Borewit / music-metadata

Stream and file based music metadata parser for node. Supporting a wide range of audio and tag formats.
MIT License
926 stars 92 forks source link

Roadmap v1.0 #4

Closed mainrs closed 7 years ago

mainrs commented 7 years ago

I just copied the goals into this issue to keep track of them. We can later just create a checklist out of them.

Edit: Concerning the refactoring. It would probably be better to start from scratch and use the current code base as a reference. Changed the title to Roadmap v1.0. Refactoring will probably break the API. Bumping the version up might be a good idea.

mainrs commented 7 years ago

Since I have some free time over the weekend, any definite ideas on how to design the refactored code? Or is the idea generally the same (IStreamParser interface to provide general contract and implementing it for each data format).
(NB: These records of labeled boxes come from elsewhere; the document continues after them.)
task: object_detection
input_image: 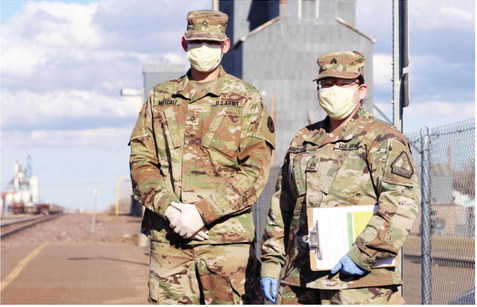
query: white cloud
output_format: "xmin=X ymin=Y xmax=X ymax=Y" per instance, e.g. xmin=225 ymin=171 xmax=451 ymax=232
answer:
xmin=2 ymin=127 xmax=131 ymax=149
xmin=2 ymin=89 xmax=142 ymax=130
xmin=412 ymin=100 xmax=475 ymax=118
xmin=409 ymin=0 xmax=475 ymax=31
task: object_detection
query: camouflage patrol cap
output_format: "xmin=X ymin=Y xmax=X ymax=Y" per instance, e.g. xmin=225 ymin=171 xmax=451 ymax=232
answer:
xmin=184 ymin=10 xmax=229 ymax=42
xmin=313 ymin=51 xmax=366 ymax=81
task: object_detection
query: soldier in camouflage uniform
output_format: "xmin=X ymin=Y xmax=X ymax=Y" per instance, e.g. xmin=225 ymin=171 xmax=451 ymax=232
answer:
xmin=130 ymin=10 xmax=275 ymax=304
xmin=261 ymin=51 xmax=421 ymax=304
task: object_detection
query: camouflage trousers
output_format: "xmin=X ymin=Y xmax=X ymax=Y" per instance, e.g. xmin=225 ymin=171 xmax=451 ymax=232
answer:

I would love to start working on the project :smile:. Do you prefer a fork or would you allow me to work as a collaborator under a new branch @Borewit?

Borewit commented 7 years ago

Following the GitHub best practices, I suggest you start with a fork, and create a branch withing your own forked repo to do the work.

It would indeed mean we have to update the IStreamParser, which is passing the NodeJS.ReadableStream . The stream is basically reading as fast as it can, broadcasting events, triggering the parsers to consume the data. It is not very nice in a situation where you want to do something like: id3-parser, does peace data look like a valid header to you? Parser says "no", let's try to feed the same data to the next parser.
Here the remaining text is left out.